Para uma perspetiva internacional, poderíamos voltar, ainda, ao artigo do New Statesman, onde se refere que um gestor britânico, em média, recebe 15 mil libras por dia. Olhando os números, não será de todo absurdo incluir todas estas funções nas discussões sobre o que e como poderá ser o futuro do trabalho.
O que esta automatização promete é uma poupança na ordem dos milhares de milhões e, se a promessa de o ChatGPT ser todo-poderoso alguma vez se confirmar, uma redução enorme no risco de incorrer em erros que levem a crises financeiras com desastrosas consequências sociais. Afinal, não será um computador melhor a avaliar risco com base em probabilidades do que um humano? Contudo, esta ideia não deverá ser nova para CEOs a quem as assistentes conseguem libertar tempo suficiente para ler livros como Thinking, Fast and Slow, onde o autor afirma que o processo de tomada de decisões das pessoas é baseado em preconceitos e assunções irracionais. O neurocientista Vinod Goel, especialista em cognição, não fica aquém desta ideia quando diz que “apesar de sermos animais racionais, explicar o comportamento humano do mundo real apenas em termos de racionalidade não nos leva muito longe. Temos de reconhecer que há sistemas não-racionais que também afetam o comportamento.”

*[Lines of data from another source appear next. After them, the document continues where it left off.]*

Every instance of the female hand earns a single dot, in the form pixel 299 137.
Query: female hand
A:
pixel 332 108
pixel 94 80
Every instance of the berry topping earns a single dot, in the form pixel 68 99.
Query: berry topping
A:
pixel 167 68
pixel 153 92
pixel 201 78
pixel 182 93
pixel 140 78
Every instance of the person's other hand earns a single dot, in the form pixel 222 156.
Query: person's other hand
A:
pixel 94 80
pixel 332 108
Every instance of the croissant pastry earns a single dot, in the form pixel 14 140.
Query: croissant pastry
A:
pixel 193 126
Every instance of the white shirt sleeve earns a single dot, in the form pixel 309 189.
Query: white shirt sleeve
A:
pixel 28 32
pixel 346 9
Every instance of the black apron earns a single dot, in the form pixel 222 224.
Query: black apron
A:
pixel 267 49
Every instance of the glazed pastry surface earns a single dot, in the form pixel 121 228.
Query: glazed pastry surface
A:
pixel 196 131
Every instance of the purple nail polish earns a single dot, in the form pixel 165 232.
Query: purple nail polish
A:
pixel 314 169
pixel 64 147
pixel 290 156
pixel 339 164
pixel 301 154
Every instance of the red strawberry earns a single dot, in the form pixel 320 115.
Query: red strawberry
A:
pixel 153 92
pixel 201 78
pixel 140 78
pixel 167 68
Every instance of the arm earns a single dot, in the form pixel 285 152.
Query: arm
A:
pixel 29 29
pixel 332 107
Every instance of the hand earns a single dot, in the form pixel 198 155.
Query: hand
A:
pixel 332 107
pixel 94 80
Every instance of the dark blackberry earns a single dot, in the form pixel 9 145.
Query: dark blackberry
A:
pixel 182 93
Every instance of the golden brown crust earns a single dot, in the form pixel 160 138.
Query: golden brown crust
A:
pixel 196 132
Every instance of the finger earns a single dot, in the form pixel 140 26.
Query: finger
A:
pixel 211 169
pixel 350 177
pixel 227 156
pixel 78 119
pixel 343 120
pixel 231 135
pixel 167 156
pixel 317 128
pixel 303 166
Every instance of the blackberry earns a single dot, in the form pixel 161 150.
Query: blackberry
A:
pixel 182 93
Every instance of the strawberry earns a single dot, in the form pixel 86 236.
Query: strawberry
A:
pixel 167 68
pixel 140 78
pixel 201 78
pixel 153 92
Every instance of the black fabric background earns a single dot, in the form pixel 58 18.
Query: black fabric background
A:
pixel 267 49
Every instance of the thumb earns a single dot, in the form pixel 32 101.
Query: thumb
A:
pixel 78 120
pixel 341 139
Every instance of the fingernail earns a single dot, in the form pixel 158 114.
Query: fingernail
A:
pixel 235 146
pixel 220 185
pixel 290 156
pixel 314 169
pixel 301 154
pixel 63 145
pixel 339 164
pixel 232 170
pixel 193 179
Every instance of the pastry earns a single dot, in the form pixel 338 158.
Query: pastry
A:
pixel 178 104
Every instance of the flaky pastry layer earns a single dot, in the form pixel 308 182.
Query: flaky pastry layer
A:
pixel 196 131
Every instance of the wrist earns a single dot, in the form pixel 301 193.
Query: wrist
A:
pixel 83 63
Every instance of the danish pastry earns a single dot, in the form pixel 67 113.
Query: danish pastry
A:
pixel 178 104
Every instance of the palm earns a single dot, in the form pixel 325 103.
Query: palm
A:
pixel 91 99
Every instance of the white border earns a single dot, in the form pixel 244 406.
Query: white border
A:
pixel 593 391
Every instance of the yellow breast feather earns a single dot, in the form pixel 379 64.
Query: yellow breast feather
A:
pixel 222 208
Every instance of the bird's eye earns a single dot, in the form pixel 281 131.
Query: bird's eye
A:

A proposta deste texto é simples, e é, na verdade, a de não propor nada. Trata-se de pensar sobre possibilidade e de iniciar uma discussão que parece estar a ser constantemente adiada — se calhar, está a ser adiada há quase um século, pelo menos desde as previsões de 1930 de Keynes. Não haverá melhor forma de iniciar uma discussão do que com uma pergunta, também ela simples: se aplicássemos as profecias catastrofistas veiculadas pela imprensa ao contexto dos trabalhos ditos improdutivos, mais custosos, ou que lidam com probabilidade e não exatamente com informações factualmente certas? Os primeiros casos de aplicação desses mesmos princípios não estão a ser, evidentemente, entendidos pela informação empírica que nos proporcionam, mas apenas pelo factor novidade, como é o caso da AIsthetic Apparel.
Estes exemplos parecem dizer que os CEOs não são imunes à discussão em torno da Inteligência Artificial, de tal modo que um modelo altamente falível conseguiu desempenhar o seu papel com moderado sucesso, precisando apenas de uma representação humana e dos seus contactos, mas não da sua capacidade executiva; isto é, a sua função é automatizável na mesma medida que as demais, talvez até com mais experiências feitas — o que, feitas as contas, poderia representar uma imensa poupança para as empresas. Se isto é, de facto, uma possibilidade, porque razão não está a ser seriamente considerada? Automatizar parte destas tomadas de decisão poderia ser o caminho para uma maior redistribuição de trabalho e rendimentos dentro das próprias organizações. Estaria Graeber, de facto, certo quando diz que quem quer aumentar a produtividade dificilmente está interessado em fazê-lo se a solução começar em si?
Pensando na previsão de Keynes, que nos prometeu a abundância e a possibilidade de nos debruçarmos sobre a arte de viver, é importante entender o que nos leva, enquanto sociedade, a temer o tempo livre na era da automatização, não apenas de processos físicos, mas de toda a produção por via da Inteligência Artificial. Seria de esperar que com o acesso a esta tecnologia mais democratizado, que a sua possibilidade de implementação fosse seriamente ponderada e que as suas tentativas de implementação visassem toda a atual estrutura laboral, não apenas algumas frentes, deixando nos tempos de há 100 anos atrás uma série de funções.